Also, they've come out and said the most they've done regarding players wanting WoW2 is thought about it, over the last 10 years.

WoW2 would have to innovate. I don't see "escort, kill and collect" in a new setting as the sole basis for something really new and original. It's possible as-is, this fantasy MMORPG genre has run its course.
 

MacAlien

macrumors 6502
Oct 17, 2012
499
171
Boston
WoW2 would have to innovate. I don't see "escort, kill and collect" in a new setting as the sole basis for something really new and original. It's possible as-is, this fantasy MMORPG genre has run its course.

Maybe, maybe not. There's some things that can be done by Blizzard for a new MMORPG that other games have innovated upon but, as much as players really want a WoW2, I'd stake a lot of money it wouldn't be as popular as regular WoW is. Nobody wants another spinoff like EQ2 to happen. WoW2 would have to thread very very carefully as not to upset WoWs playerbase, and they're an extremely finicky group by any games standards. Change models? Uproar. (a big reason WoW2 couldn't be successful). Change the way game plays. Uproar. Change nearly anything and there's an uproar.

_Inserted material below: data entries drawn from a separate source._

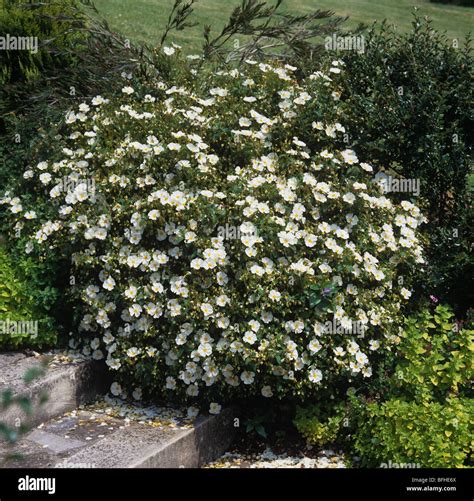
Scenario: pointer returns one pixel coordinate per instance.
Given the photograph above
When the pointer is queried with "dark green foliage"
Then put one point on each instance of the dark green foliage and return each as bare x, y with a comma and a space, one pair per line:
26, 295
418, 408
408, 107
429, 435
466, 3
426, 413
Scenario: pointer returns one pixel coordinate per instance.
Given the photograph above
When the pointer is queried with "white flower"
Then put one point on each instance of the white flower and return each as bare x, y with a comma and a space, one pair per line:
250, 337
274, 295
133, 352
205, 349
314, 345
207, 309
169, 51
30, 214
109, 284
153, 215
405, 293
170, 383
267, 392
45, 178
247, 377
315, 375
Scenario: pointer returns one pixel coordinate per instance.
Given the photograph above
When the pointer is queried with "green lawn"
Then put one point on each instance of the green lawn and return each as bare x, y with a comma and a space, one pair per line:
143, 20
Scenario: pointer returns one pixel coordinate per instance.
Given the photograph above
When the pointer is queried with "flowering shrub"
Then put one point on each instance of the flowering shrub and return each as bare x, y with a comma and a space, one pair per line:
224, 240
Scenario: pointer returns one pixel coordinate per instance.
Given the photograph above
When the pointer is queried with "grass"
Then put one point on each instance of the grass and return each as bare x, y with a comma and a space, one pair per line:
143, 20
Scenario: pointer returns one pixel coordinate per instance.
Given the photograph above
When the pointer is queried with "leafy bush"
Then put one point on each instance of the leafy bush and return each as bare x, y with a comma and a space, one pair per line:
428, 435
435, 357
425, 414
216, 229
407, 107
24, 320
322, 424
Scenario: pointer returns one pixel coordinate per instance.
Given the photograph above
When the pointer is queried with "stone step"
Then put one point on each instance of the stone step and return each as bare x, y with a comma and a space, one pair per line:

What they could do is update how questing works, how pvp is handled vs. pve. Revisit popular design models used successfully in the past for raids, outside content and go back to a normal story line. There's a reason why TBC and WotLK and to some extent Cata, least until DS happened, were the pinnacle of the game (far as subscriptions). The lore was actually interesting and straightforward, the raids were innovative and fun, pvp wasn't as lopsided and they'll never get pvp to work until they have two separate ways spells and abilities work so one doesn't affect the other. There was actual content for both hardcores and casuals as well as pvp oriented.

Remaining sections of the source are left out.